Storia Che Passione
Accadde oggi: 25 febbraio

Accadde oggi: 25 febbraio

Almanacco del 25 febbraio, anno 1986: nelle Filippine crolla il ventennale regime militare di Ferdinand Marcos. È la Rivoluzione del Rosario (internazionalmente nota anche come Rivoluzione EDSA o Rivoluzione del Potere Popolare). Il 25 febbraio dell’86 non indicò per il paese asiatico un momento di rottura improvviso. Al contrario fu il culmine di una lunga, lunghissima vicenda, fatta di violenza, protesta, repressione e reazione, di squilibri socio-politici e incapacità di governo. Questi alcuni dei fattori che causarono la caduta di uno dei regimi dittatoriali più in vista del XX secolo.

Accadde oggi: 25 febbraio

Democraticamente eletto nel 1965, il nazionalista Ferdinand Marcos ricoprì la carica di presidente delle Filippine per un periodo di tempo lunghissimo, infrangendo i limiti imposti dalla costituzione repubblicana e avvalendosi del sostegno militare, oltre che religioso. Il primo mandato, della durata quadriennale, terminò nel 1969 ma vinse nuovamente le elezioni grazie all’ascendente che esercitava sugli apparati “vitali” in seno allo Stato (industria, esercito e chiesa).

Avvicinandosi al termine del secondo e, almeno sulla carta, ultimo mandato, Marcos annusò l’odore della sconfitta. Nel 1972 agì di conseguenza: impose la legge marziale, schierò l’esercito a lui fedele, sciolse il parlamento, dichiarò illegali tutti gli altri partiti politici all’infuori del suo e assunse i pieni poteri. Un golpe di tutto rispetto, che lo pose saldamente al vertice delle Filippine per almeno altri 14 anni.

25 febbraio Ferdinand Marcos

L’opposizione, seppur clandestina e in larga parte in esilio, scelse come rappresentante un giornalista, nonché attivista e politico d’estrazione liberale: Benigno Aquino Jr. detto Ninoy. Quando all’inizio degli anni ’80 la legge marziale fu abolita dal governo filippino, il leader dell’opposizione pensò che fosse giunto il tempo di tornare nel suo paese natale e combattere per delle libere elezioni. A malapena toccò con piede il suolo di Manila che venne freddato. Da chi e secondo quali modalità è ancora oggi un mistero. Qualcuno, più di qualcuno, accusò Marcos di essere il mandante dell’omicidio. Non un’ipotesi azzardata…

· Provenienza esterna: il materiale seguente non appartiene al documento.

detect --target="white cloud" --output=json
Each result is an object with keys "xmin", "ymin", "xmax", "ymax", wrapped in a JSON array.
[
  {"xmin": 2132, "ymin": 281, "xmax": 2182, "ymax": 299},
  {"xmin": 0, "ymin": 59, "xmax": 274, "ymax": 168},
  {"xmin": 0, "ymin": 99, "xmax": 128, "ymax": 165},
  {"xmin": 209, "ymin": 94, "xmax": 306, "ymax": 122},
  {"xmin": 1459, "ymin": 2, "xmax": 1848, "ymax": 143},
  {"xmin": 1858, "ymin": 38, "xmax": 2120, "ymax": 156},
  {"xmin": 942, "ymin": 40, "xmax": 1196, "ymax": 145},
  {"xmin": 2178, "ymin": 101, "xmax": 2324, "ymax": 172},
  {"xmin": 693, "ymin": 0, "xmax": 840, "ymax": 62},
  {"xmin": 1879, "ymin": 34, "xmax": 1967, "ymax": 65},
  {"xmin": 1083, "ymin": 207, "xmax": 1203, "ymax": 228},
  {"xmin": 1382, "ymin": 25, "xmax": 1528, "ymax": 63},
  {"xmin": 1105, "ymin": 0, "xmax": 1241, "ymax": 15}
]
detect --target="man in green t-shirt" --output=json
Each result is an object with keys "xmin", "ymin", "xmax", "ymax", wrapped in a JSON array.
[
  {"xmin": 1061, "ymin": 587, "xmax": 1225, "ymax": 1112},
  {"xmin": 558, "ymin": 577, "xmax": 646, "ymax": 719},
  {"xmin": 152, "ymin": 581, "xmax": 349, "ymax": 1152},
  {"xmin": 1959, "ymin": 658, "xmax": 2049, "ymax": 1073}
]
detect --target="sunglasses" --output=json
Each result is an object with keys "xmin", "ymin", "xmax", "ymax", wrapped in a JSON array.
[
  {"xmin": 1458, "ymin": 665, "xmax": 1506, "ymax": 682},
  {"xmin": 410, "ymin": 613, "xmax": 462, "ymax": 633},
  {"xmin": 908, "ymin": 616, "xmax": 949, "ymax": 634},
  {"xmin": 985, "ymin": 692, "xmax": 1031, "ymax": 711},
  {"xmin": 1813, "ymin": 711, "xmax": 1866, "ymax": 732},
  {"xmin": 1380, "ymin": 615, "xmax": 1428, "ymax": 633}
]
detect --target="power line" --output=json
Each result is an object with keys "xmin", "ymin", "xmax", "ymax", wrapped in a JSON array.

A quel punto la situazione nelle Filippine si fece incandescente, sotto ogni punto di vista. L’autorità ecclesiastica si pronunciò contro il regime dittatoriale, fomentando la folla a sollevarsi. Alcuni vertici militari si discostarono dal presidente Marcos. Come se non bastasse, il dittatore si ritrovò ancor più isolato dopo aver perso il tradizionale appoggio degli Stati Uniti d’America (sempre in ottica anti-comunista).

25 febbraio Corazon Aquino

Alla disastrosa equazione si aggiunsero due pesi da novanta, uno economico e l’altro squisitamente politico. Per quanto riguarda la situazione economica, ci basti sapere che povertà latente, corruzione e calo dei prezzi delle materie prime sul mercato assestarono al regime un durissimo colpo. Poi l’opposizione politica, guidata da Corazon Aquino, moglie del defunto Ninoy, si rinvigorì come mai prima di quel momento. I presupposti per un’insurrezione popolare ci furono tutti. È così che si giunse alla sopracitata Rivoluzione del Rosario.

25 febbraio Filippine regime militare

All’alba del 1986 il popolo filippino si riversò alle urne, per le prime presidenziali semi-democratiche da vent’anni a quella parte. L’esito fu controverso. Entrambe le fazioni, quindi i sostenitori di Marcos e il fronte democratico in appoggio a Corazon Aquino, si accusarono vicendevolmente di brogli, arrogandosi il successo elettorale. Il Comitato filippino per le elezioni (interno e vicino al presidente uscente) diede ragione a Marcos. Il Namfrel (comitato di sorveglianza composto da osservatori internazionali) sostenne, al contrario, che la vittoria fosse del fronte democratico di Aquino.

25 febbraio Rivoluzione del Rosario

La contesa sulle rivendicazioni terminò il 25 febbraio 1986. Tre milioni di filippini si radunarono nell’Epifanio de los Santos Avenue (appunto EDSA), l’arteria principale della capitale Manila, chiedendo la fine della dittatura. Quando anche l’esercito inviato per reprimere la manifestazione pacifica – le persone erano armate di rosari e fiori – si schierò dalla parte della contestazione, Marcos capì di dover togliere le tende e fuggire dal paese. Partì per le Hawaii, dove morì tre anni dopo, nel 1989.